Re: Aggregate intraday data
Posted by:
Rick James
Date: January 17, 2014 02:25PM
> I should not only create daily tables, but weekly and monthly too
No. Weekly and monthly rollups can be derived from daily info.
> If I should have a data error in an intraday data table, this error will be also in daily, weekly and monthly related tables.
True. If you go back and update an erroneous entry, or add a missing entry, the rollup tables will be wrong. So, the script should be designed to either do 'yesterday' or do a specific date. And it should do INSERT ... ON DUPLICATE KEY UPDATE ... instead of blindly doing INSERT and getting a duplicate key.

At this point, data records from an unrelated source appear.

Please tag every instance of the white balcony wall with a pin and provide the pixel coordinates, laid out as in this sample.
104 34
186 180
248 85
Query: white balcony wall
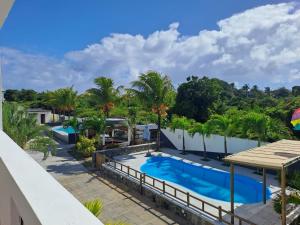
214 143
27 191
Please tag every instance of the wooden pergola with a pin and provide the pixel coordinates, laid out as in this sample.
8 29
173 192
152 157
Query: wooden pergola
276 156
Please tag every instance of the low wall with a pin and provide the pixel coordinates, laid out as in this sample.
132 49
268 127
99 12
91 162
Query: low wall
214 143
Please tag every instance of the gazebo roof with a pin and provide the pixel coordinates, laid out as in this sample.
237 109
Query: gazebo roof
276 155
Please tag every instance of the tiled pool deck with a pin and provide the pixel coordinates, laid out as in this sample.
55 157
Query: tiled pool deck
258 213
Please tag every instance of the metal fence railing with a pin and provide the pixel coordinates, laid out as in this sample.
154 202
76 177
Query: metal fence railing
189 200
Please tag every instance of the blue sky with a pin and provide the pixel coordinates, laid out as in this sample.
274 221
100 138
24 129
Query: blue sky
68 35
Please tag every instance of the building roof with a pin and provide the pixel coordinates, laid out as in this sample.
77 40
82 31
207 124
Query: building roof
273 156
5 6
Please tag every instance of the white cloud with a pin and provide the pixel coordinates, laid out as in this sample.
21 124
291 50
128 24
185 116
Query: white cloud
259 46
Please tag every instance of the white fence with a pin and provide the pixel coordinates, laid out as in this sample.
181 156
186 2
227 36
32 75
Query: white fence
214 143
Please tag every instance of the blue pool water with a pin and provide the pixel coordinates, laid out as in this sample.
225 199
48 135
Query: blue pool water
204 181
68 130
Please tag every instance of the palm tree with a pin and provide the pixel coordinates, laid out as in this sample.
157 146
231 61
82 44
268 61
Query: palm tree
52 101
105 94
153 90
223 124
132 114
67 99
63 100
182 123
256 125
204 130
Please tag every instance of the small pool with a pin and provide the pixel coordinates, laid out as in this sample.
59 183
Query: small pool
68 130
208 182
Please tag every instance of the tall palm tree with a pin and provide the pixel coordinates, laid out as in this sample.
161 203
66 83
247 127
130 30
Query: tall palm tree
132 114
182 123
19 125
105 94
204 130
98 124
223 124
153 90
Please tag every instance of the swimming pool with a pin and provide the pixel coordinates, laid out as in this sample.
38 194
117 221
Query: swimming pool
68 130
208 182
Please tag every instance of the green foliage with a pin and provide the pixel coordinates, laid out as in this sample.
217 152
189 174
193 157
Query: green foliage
204 130
277 204
154 92
85 146
18 124
183 123
43 144
292 178
180 122
293 198
196 97
62 100
96 123
73 122
94 206
20 95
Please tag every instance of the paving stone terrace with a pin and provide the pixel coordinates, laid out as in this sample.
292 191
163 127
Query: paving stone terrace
119 204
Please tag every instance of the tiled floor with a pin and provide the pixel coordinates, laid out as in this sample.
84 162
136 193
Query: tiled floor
119 204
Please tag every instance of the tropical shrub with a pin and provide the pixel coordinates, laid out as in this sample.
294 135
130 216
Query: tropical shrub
18 124
85 146
94 206
294 180
293 198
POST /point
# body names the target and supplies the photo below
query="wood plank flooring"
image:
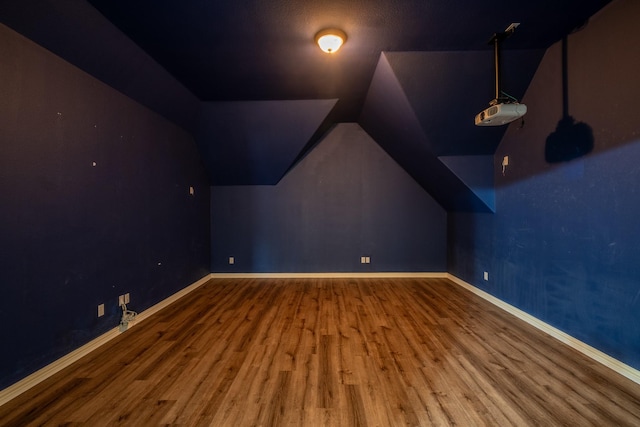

> I should keep 216 tables update in real time
What do you mean? Do you mean that you want the high & low for _today_, even before the market closes? Probably the best approach for that is to do something like:
( SELECT ... FROM Daily ... )
UNION ALL
( SELECT ... FROM F WHERE ((just today)) GROUP BY ... );
That is, get old data efficiently from the rollup table; get today's data from the minute-by-minute quotes. Probably each SELECT in that UNION will take about the same amount of time. The overall time will still be _much_ better than getting all the data from F.
Yes:
SELECT open, high, low, close, volume FROM F WHERE `date` >= @ago;
To rollup Daily into W or M, the first `open` is the open; MAX(high) is the high, SUM(volume) is the total volume, etc.
> How to aggregate to 5 minute data
I would probably not build a rollup table for that.
> I have now 54 intraday table
Where does the 54 come from? I hope you are not putting each ticker in a separate table. That is not scalable. I don't see the need form more than 2 tables: F (minute-by-minute) and a Daily rollup. Daily will be about 511x smaller than F, and similarly faster. Sure, a Monthly would be another ~22x smaller and faster, but dynamically using Daily with GROUP BY will probably be fast enough that you won't feel the need for Monthly.
Do the math... How soon will F fill up your disk? What then? If this will be a problem; let's chat about PARTITIONing a huge table on time and using DROP PARTITION.